Recent acts of vandalism have affected welcome signs that will be visible as prospective students and other guests come to campus for events like Ithaca Today and An Inside Look on April 12–13.
The stone monument displaying “Ithaca College,” located on Lyceum Drive at the back entrance of the college near the Garden Apartments, has been vandalized repeated times this academic year. The first incident occurred Sept. 13 when a caller reported one brass letter had been stolen. Investigator Thomas Dunn of the Office of Public Safety and Emergency Management said three additional letters were reported stolen April 3.
“This is an open investigation, and we are attempting to identify the person or persons responsible,” Dunn said.
Eric Maguire, vice president of enrollment and communications, said he was unaware that the sign had been vandalized and did not know of any current plans for its repair.
Rachel Reuben, associate vice president for marketing communications, said she didn’t believe the sign would pose an issue to the image of the college.
“I’m not terribly concerned,” she said. “The traffic from Ithaca Today and Seth Meyers will be through the main entrance. It would only be people who are very familiar with our campus and know there is a back entrance that would encounter the sign before it is repaired.”
Reuben was part of a committee to install wayfinding signage across campus, a project that reached its completion this month. She said if something were to happen to the wayfinding signs, such as vandalism, the procedure for reporting and resolving the incident would be fairly similar to what is being done about the welcome sign.
“Someone would report it to Public Safety, Public Safety would do an investigation and then we would discuss how to repair or replace the signs,” she said. “We have a small signage committee that was in place for the duration of the program. We would meet again to discuss budgeting and strategies to resolve the issue.”
Sophomore Dominick Recckio, vice president of communications for the Student Government Association, said though vandalism isn’t under the SGA’s jurisdiction, the group has discussed it before.
“I believe that [the vandalism] does affect the campus negatively,” Recckio said. “If I were an incoming student and I saw something like that, I would wonder what the student population was like.”
Though the SGA currently takes a passive role when it comes to vandalism, senior Courtney Brown said it used to have a beautification committee that made improvements to the visual appeal of the campus, like outdoor seating, murals and increasing the number of disposal receptacles. Brown said she was involved with the SGA when the committee was in place two years ago and said it failed to reappear after the senators in charge graduated.
“There were a few senators who were interested in the Beautification Committee to make our campus look nicer and so that ad-hoc committee was created,” she said. “The senators who were doing this research have since graduated, and since ad-hoc committees are not permanent, it has not appeared again.”

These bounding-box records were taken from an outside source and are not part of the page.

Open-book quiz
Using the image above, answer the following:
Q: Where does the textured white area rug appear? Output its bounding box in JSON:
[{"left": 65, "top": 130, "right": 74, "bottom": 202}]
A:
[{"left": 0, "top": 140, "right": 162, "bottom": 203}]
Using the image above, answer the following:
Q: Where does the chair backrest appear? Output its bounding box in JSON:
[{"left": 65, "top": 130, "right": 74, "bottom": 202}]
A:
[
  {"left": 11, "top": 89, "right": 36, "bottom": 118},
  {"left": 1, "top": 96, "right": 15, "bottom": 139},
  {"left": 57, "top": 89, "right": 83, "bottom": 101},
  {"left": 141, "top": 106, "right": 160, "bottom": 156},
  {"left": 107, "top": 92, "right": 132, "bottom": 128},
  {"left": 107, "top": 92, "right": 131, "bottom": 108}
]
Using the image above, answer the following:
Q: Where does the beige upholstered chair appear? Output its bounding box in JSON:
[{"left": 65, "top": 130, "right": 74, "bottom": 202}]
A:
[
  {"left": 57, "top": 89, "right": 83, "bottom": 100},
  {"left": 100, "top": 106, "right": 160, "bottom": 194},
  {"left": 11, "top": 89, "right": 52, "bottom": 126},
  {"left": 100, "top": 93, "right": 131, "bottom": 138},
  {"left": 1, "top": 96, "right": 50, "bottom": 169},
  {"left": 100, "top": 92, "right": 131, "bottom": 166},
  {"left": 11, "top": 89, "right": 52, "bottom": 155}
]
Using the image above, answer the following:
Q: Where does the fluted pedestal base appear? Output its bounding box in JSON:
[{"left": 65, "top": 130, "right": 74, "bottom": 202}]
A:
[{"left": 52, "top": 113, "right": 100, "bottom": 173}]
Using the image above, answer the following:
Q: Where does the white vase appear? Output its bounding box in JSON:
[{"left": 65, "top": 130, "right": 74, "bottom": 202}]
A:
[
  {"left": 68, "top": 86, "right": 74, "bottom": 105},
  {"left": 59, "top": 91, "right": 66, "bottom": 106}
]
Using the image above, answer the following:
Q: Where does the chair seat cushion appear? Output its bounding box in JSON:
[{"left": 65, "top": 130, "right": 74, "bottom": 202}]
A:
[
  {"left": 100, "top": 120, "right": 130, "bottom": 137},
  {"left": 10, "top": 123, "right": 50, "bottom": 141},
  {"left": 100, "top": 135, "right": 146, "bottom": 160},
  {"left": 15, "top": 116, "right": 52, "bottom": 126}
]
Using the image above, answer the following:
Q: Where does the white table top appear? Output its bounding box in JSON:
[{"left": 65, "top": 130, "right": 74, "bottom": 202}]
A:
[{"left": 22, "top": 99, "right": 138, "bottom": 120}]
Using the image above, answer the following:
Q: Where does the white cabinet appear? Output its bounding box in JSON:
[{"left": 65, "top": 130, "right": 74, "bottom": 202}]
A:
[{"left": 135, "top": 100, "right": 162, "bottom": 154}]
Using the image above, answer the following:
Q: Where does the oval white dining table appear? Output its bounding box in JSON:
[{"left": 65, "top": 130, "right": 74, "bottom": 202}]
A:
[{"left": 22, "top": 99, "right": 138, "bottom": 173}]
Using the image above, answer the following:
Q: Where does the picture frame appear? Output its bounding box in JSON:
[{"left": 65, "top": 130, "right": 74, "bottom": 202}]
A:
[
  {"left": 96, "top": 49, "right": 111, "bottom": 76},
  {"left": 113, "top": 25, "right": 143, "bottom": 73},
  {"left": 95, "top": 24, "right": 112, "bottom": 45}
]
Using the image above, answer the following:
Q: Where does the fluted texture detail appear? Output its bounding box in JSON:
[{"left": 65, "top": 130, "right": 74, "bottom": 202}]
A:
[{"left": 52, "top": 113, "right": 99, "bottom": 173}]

Though the committee is gone, Recckio said, there are certain circumstances in which the SGA would get involved with cases of vandalism.
“Through SGA, we try to make the most inclusive campus here that we can,” he said. “When things like vandalism start encroaching on inclusivity, then I can definitely see that becoming something we could look into.”
Brown said she sees other ways in which the SGA may be able to get involved in situations like this sign vandalization scenario.
“I think if it was brought to a senator’s attention, they would be more than willing to work on getting [the letters] replaced,” she said. “I guess the only issue is if they were being stolen, then the replacements would eventually go missing, too, and then that would not be an issue of beautification but of the campus culture of taking care of the college property.”